Students lend designer touch to Literacy Bus

Department of design chair Andrew Anker loves talking about the Woodland library's Literacy Bus you might see rolling around a few Northern California communities. That's because CSUS students fully produced the design for the elegant interior.

"Other than a few changes to measurements, the bus was built as designed," Anker says. There are several shiny silver drawers the library uses for paperwork and also for the children's projects. The unique floor is made from easy-to-clean rubber. And, Anker says, a local textile company donated the high-quality leather for the benches that line the walls.
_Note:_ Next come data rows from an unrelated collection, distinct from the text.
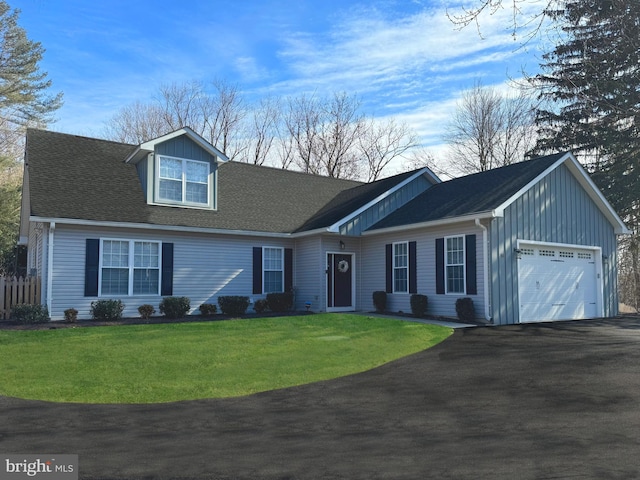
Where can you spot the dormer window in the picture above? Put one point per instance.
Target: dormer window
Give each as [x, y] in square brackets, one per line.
[182, 181]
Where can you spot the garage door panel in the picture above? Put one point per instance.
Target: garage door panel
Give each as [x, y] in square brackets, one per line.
[556, 284]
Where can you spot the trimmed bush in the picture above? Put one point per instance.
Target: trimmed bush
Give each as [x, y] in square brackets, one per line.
[260, 306]
[175, 307]
[380, 301]
[29, 314]
[280, 302]
[208, 309]
[465, 310]
[146, 311]
[419, 305]
[107, 310]
[234, 306]
[71, 315]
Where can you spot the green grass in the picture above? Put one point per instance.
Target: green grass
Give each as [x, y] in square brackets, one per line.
[182, 361]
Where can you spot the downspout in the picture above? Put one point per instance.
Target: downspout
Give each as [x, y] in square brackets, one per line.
[485, 271]
[52, 228]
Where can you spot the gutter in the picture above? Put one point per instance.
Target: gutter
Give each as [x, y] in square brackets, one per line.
[52, 228]
[485, 271]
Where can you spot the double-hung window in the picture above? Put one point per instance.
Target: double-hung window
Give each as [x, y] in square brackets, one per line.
[183, 181]
[401, 267]
[454, 264]
[129, 267]
[273, 269]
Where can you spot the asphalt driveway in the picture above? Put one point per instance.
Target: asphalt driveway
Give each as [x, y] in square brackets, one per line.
[548, 401]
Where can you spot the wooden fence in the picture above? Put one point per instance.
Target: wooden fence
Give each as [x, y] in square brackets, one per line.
[15, 291]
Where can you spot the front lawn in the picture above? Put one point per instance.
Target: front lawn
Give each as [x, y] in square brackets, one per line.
[182, 361]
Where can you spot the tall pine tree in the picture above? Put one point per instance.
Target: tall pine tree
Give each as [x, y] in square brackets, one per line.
[592, 80]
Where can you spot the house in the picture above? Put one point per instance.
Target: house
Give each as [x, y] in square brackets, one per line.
[528, 242]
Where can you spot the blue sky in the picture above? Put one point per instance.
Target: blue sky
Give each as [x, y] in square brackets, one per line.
[402, 58]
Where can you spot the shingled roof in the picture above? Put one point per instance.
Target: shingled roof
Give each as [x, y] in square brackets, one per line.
[74, 177]
[468, 195]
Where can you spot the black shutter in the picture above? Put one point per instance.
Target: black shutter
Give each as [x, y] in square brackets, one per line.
[439, 265]
[166, 289]
[288, 269]
[470, 264]
[257, 270]
[91, 266]
[389, 267]
[413, 274]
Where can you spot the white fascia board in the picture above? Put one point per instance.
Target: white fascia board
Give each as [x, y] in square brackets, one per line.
[149, 146]
[336, 226]
[166, 228]
[435, 223]
[585, 181]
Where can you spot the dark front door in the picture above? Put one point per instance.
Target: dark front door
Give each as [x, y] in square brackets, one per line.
[340, 281]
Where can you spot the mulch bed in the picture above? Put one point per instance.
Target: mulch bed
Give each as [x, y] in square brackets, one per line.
[12, 325]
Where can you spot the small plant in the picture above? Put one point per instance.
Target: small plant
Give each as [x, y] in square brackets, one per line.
[71, 315]
[107, 310]
[175, 307]
[234, 306]
[146, 311]
[29, 314]
[280, 302]
[465, 310]
[208, 309]
[261, 305]
[419, 305]
[380, 301]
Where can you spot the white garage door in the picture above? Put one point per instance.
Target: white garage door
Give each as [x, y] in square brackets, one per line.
[557, 283]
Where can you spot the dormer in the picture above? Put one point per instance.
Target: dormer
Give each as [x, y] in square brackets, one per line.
[179, 169]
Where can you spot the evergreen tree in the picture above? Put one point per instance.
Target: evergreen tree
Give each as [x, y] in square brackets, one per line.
[592, 78]
[23, 86]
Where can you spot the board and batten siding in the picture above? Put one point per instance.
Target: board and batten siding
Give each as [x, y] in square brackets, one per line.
[557, 210]
[384, 207]
[205, 267]
[373, 269]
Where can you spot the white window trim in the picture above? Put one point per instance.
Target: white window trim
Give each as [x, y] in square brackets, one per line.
[130, 267]
[264, 270]
[184, 161]
[394, 268]
[463, 264]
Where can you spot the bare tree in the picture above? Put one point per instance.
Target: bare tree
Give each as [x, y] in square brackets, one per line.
[216, 116]
[490, 130]
[262, 130]
[137, 123]
[382, 142]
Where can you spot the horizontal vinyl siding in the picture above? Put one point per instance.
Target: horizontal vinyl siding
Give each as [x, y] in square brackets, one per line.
[373, 272]
[309, 273]
[205, 267]
[556, 210]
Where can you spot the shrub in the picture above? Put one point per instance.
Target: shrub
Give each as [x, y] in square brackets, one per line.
[71, 315]
[175, 307]
[280, 302]
[419, 305]
[380, 301]
[208, 309]
[146, 311]
[465, 310]
[233, 306]
[108, 310]
[28, 314]
[261, 305]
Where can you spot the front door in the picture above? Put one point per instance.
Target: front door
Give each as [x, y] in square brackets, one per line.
[340, 282]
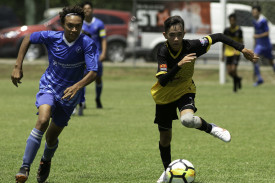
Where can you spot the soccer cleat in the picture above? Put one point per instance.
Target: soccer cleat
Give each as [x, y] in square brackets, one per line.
[80, 109]
[220, 133]
[22, 175]
[43, 171]
[162, 178]
[98, 104]
[258, 82]
[240, 82]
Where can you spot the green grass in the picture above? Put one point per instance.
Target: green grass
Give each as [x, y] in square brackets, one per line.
[119, 144]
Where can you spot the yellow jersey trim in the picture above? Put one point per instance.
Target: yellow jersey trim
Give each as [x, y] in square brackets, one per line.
[210, 43]
[172, 55]
[161, 72]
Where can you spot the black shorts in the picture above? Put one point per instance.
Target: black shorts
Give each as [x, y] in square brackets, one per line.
[166, 113]
[234, 60]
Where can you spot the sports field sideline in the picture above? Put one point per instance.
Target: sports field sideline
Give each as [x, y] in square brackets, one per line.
[118, 144]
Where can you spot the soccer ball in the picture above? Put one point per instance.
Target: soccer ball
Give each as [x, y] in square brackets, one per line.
[180, 171]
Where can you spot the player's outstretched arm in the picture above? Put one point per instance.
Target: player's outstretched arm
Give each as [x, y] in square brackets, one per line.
[70, 92]
[250, 55]
[17, 72]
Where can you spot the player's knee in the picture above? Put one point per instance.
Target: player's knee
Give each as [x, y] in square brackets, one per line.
[165, 138]
[190, 121]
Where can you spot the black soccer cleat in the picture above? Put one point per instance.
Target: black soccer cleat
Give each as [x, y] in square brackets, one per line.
[239, 82]
[98, 104]
[43, 171]
[22, 175]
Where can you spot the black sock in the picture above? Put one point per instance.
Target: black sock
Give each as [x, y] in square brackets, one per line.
[165, 154]
[205, 126]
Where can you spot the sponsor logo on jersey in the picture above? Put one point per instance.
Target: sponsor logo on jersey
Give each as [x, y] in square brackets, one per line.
[163, 67]
[78, 49]
[204, 41]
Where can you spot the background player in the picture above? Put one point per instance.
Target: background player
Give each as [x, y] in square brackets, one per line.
[263, 46]
[232, 55]
[94, 28]
[175, 87]
[60, 87]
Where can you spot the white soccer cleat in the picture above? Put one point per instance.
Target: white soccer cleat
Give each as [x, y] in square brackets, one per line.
[162, 178]
[220, 133]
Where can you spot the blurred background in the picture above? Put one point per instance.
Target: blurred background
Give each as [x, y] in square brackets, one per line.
[133, 26]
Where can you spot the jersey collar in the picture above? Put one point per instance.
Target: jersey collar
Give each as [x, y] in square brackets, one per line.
[71, 43]
[89, 23]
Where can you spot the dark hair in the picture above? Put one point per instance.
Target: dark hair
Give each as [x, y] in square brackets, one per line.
[74, 10]
[173, 20]
[257, 7]
[233, 15]
[87, 3]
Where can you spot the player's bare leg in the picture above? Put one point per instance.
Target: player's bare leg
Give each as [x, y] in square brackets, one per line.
[165, 151]
[50, 147]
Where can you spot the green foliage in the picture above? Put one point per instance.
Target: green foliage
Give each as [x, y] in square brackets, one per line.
[119, 144]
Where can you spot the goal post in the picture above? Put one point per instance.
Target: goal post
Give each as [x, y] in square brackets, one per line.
[222, 69]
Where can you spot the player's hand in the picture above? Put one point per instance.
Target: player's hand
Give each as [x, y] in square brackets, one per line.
[16, 76]
[70, 92]
[250, 55]
[101, 57]
[188, 58]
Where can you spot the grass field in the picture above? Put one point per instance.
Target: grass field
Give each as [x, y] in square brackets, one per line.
[119, 144]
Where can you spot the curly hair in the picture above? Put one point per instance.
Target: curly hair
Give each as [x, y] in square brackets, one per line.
[173, 20]
[74, 10]
[87, 3]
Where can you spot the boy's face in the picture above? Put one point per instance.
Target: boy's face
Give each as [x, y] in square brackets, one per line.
[72, 27]
[255, 13]
[232, 22]
[174, 36]
[88, 10]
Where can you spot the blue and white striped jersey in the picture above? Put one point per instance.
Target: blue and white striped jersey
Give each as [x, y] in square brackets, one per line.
[67, 62]
[96, 29]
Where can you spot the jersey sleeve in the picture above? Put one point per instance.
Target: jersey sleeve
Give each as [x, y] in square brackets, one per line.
[39, 37]
[162, 63]
[265, 25]
[102, 31]
[200, 46]
[91, 55]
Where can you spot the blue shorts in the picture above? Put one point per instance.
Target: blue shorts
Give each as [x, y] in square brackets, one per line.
[263, 51]
[60, 114]
[99, 69]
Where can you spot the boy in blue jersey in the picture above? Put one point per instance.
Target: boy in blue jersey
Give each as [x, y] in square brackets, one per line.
[94, 28]
[69, 53]
[263, 46]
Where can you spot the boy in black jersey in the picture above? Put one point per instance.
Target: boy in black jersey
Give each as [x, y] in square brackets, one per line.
[232, 55]
[175, 87]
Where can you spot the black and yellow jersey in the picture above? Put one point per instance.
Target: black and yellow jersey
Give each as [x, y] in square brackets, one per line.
[182, 82]
[237, 35]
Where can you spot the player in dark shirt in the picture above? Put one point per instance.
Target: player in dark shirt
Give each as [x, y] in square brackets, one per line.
[232, 55]
[175, 87]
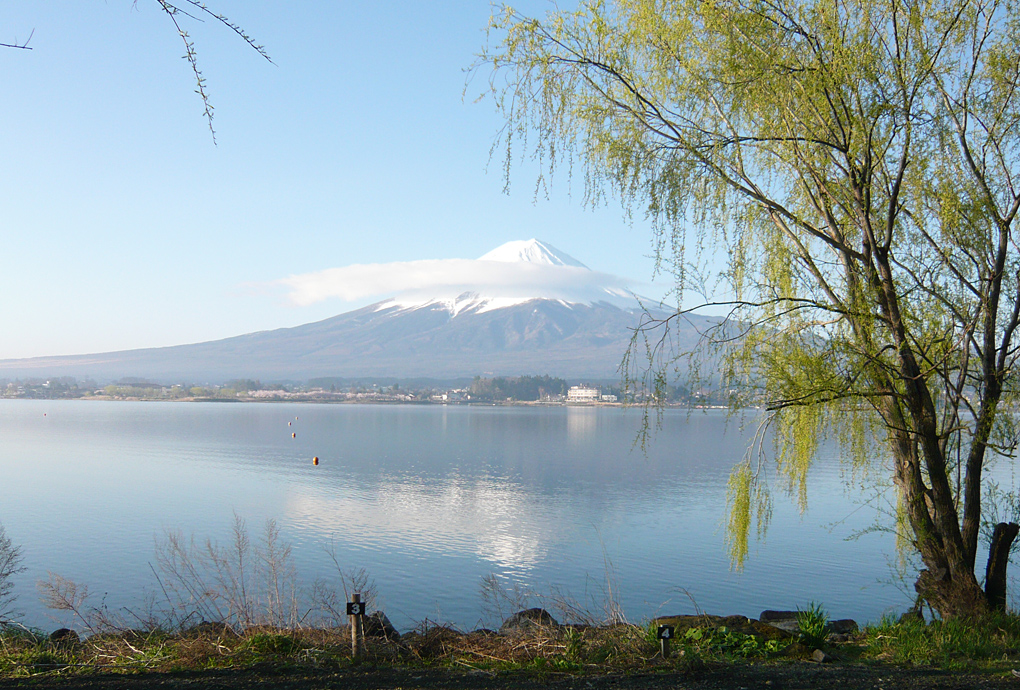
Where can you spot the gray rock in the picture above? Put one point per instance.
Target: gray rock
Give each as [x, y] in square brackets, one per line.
[527, 620]
[771, 617]
[913, 615]
[789, 625]
[64, 636]
[843, 626]
[377, 625]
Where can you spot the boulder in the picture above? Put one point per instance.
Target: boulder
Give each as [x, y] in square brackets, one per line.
[64, 636]
[769, 615]
[843, 627]
[526, 621]
[377, 625]
[913, 615]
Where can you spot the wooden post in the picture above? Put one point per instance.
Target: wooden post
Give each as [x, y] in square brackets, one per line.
[665, 634]
[356, 614]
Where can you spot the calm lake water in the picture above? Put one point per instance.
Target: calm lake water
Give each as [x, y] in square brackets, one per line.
[428, 500]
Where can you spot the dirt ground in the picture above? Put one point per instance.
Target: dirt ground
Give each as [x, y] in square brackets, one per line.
[766, 677]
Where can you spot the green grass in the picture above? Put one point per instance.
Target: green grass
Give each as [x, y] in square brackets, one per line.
[991, 644]
[956, 644]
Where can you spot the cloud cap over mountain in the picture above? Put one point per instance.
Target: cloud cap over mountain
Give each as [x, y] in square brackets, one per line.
[517, 270]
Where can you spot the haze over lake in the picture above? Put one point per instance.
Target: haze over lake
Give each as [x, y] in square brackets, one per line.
[429, 499]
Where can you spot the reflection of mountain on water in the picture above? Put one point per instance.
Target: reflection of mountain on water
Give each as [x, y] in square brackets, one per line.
[494, 520]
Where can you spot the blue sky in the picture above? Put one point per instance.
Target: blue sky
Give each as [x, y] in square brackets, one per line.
[124, 227]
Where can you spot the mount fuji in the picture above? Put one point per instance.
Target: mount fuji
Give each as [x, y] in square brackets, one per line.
[532, 309]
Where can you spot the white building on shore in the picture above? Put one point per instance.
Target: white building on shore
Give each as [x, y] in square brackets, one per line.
[582, 394]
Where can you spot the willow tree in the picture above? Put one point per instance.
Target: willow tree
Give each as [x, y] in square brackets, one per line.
[858, 162]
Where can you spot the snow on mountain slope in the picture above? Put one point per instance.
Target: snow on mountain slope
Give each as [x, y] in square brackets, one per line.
[532, 251]
[522, 270]
[537, 310]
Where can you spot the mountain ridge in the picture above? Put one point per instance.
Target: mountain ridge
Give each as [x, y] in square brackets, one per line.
[477, 333]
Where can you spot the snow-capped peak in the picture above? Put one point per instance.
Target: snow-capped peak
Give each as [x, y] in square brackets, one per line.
[532, 251]
[526, 269]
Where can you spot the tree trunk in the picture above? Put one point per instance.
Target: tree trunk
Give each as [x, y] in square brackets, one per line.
[999, 558]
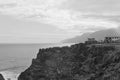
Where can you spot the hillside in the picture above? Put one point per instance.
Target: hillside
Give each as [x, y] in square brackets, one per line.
[78, 62]
[98, 35]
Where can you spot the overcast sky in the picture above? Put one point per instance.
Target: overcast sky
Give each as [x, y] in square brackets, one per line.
[44, 21]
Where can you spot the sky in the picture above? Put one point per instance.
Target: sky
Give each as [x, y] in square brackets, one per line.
[49, 21]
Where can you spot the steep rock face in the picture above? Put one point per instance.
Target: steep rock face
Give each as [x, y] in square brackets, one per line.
[78, 62]
[1, 77]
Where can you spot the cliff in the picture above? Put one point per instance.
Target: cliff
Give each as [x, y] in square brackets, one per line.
[1, 77]
[78, 62]
[98, 35]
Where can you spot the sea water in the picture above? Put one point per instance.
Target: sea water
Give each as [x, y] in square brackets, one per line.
[15, 58]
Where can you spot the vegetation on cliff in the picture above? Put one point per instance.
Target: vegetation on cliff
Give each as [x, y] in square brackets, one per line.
[78, 62]
[1, 77]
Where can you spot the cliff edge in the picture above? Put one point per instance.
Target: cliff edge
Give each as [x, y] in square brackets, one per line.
[1, 77]
[78, 62]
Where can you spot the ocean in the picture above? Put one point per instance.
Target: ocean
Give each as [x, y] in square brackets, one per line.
[15, 58]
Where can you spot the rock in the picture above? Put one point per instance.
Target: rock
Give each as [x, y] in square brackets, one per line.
[78, 62]
[1, 77]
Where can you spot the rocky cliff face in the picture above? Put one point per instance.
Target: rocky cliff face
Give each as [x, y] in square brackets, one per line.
[1, 77]
[78, 62]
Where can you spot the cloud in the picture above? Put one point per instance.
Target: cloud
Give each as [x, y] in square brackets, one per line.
[53, 12]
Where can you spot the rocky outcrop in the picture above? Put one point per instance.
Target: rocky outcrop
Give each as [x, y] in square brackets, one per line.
[1, 77]
[78, 62]
[98, 35]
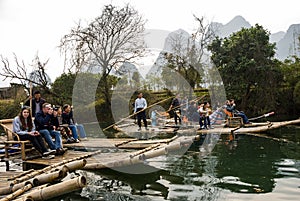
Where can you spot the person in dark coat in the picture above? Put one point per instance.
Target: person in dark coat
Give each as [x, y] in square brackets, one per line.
[37, 102]
[43, 122]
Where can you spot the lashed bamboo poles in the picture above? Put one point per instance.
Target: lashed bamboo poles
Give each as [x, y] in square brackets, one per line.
[140, 158]
[17, 193]
[48, 168]
[196, 99]
[59, 173]
[137, 113]
[56, 189]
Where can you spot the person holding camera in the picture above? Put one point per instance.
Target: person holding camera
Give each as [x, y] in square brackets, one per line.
[24, 127]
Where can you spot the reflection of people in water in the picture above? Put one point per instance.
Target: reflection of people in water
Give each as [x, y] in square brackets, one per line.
[138, 182]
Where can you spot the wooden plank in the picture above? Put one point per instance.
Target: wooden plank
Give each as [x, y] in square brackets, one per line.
[98, 143]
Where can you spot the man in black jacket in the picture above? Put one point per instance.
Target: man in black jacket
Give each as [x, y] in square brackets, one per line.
[47, 130]
[37, 102]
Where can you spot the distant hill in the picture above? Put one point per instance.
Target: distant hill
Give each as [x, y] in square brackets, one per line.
[159, 41]
[236, 24]
[289, 44]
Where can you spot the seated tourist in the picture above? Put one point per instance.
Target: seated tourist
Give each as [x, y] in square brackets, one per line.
[67, 118]
[46, 128]
[24, 127]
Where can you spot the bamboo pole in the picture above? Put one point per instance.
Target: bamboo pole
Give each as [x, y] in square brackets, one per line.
[52, 167]
[196, 99]
[140, 158]
[57, 189]
[30, 94]
[137, 113]
[17, 193]
[21, 174]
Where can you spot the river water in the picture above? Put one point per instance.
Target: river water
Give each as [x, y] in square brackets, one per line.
[256, 168]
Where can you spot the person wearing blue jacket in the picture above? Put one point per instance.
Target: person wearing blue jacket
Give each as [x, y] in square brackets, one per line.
[24, 127]
[47, 129]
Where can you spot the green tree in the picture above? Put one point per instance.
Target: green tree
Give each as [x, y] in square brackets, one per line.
[248, 69]
[289, 89]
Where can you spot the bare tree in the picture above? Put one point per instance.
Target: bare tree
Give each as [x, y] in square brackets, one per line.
[116, 36]
[19, 71]
[187, 55]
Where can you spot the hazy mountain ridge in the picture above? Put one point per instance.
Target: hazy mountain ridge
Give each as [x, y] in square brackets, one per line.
[161, 41]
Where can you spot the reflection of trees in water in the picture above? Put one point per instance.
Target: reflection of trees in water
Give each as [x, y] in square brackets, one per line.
[248, 165]
[117, 184]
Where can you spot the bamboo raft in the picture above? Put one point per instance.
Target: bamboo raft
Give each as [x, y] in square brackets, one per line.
[37, 184]
[221, 129]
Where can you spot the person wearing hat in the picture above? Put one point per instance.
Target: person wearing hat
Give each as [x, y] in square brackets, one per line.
[37, 102]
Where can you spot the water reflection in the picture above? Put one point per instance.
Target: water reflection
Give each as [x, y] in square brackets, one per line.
[212, 169]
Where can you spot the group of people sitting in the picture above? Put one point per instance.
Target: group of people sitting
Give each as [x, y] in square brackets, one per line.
[49, 122]
[204, 114]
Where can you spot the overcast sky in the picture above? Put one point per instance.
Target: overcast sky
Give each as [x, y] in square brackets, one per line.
[29, 27]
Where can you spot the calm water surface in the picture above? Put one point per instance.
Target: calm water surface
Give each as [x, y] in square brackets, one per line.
[250, 168]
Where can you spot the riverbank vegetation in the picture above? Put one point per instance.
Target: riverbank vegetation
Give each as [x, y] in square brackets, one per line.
[245, 62]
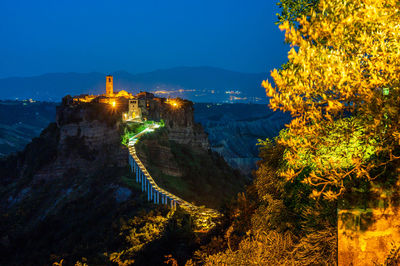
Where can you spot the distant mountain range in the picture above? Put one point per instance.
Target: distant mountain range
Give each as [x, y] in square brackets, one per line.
[53, 86]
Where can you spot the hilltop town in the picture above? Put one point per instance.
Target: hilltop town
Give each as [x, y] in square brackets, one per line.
[141, 107]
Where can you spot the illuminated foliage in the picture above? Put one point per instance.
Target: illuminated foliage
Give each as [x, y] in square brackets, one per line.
[345, 59]
[293, 9]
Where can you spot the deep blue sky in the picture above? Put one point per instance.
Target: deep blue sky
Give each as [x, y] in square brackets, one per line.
[137, 36]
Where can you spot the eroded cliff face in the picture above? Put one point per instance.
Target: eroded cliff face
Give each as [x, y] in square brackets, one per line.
[181, 125]
[85, 142]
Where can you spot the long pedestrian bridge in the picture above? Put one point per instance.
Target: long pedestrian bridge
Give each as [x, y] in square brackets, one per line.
[203, 218]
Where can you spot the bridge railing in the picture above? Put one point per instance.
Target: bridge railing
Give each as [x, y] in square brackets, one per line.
[158, 195]
[154, 192]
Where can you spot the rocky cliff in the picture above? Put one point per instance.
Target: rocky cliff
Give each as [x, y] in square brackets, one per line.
[233, 130]
[69, 194]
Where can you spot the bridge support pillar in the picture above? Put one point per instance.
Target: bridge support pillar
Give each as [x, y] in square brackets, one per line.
[151, 191]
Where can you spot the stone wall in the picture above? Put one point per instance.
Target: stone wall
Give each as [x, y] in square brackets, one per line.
[365, 237]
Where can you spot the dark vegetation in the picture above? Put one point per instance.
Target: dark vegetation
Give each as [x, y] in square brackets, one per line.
[204, 177]
[20, 121]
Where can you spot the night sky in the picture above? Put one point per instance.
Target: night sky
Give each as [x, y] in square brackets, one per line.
[138, 36]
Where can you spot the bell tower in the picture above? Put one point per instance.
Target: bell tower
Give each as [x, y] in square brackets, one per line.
[109, 86]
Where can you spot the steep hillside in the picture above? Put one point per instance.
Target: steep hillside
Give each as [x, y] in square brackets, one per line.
[69, 195]
[20, 121]
[233, 130]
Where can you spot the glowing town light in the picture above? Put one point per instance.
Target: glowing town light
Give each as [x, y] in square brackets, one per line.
[175, 103]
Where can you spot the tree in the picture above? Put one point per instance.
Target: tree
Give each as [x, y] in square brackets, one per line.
[344, 62]
[293, 9]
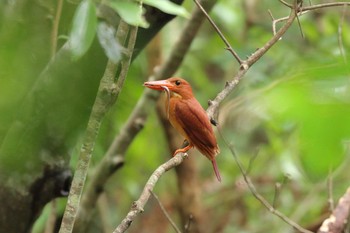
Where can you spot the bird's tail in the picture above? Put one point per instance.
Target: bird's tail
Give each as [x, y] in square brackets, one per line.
[216, 170]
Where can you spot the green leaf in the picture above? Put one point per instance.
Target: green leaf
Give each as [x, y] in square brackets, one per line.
[317, 104]
[83, 29]
[168, 7]
[130, 12]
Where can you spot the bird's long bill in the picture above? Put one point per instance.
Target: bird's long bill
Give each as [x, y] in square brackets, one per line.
[158, 85]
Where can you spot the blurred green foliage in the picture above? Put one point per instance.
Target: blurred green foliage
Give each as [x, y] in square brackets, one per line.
[289, 115]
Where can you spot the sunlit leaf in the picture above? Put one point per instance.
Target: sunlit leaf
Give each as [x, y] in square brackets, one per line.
[130, 12]
[83, 29]
[168, 7]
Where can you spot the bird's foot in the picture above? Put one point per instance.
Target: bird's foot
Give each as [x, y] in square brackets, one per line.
[183, 150]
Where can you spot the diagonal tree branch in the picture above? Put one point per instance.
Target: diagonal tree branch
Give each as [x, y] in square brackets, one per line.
[114, 158]
[137, 206]
[107, 94]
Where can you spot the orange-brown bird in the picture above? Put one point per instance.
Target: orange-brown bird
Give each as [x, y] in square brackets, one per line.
[188, 117]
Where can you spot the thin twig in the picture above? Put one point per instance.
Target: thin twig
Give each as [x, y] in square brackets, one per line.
[214, 104]
[114, 157]
[138, 205]
[188, 224]
[228, 45]
[56, 23]
[324, 5]
[330, 191]
[340, 32]
[165, 212]
[107, 94]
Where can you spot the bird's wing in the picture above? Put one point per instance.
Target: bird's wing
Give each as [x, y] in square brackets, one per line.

The Woodland literacy employees add they're very impressed with the bus' interior design. They cite how the smooth walls allow them to hang children's artwork or any other project.

Several design students created teams to work on the project. The library chose its favorite plan, selecting the work of Angelika Hopkins and Delilah Navarro, two students who have since graduated with degrees in interior design.

Jennifer Bogan, head of Woodland's Families for Literacy program, says people thoroughly enjoy the resulting vehicle. "Lots of people use the bus," she says, "including preschool and early education workers." The library's new literacy coordinator Lynn Howard adds that employees also drive the bus to after-school programs at several Yolo County schools, especially in migrant worker neighborhoods.

Anker says his students knew the library needed more than just a bookmobile. "It's a rolling preschool," he says, and the interior was planned accordingly.

Howard agrees the bus is perfect for the children and their parents. Both groups frequently use the vehicle at the same time. The children sit at one end of the bus while the adults are working with tutors at the other. Both groups are extremely at ease in the rolling classroom. Howard says the adults would rather step into the comfortable bus than go to a library or unfamiliar building. They don't have to leave their home environment or work alongside people they don't know. "The families are much cozier and happier. There's a lot of laughter on the bus," she says.

Anker is glad so many people use the vehicle and appreciate the University students' creativity. "It's some of the best work I've seen," he says of the interior design. Anker says he would not hesitate to again oversee or endorse a CSUS joint venture like this one. "The project was very satisfying, a great cause. And it got the students out into the community."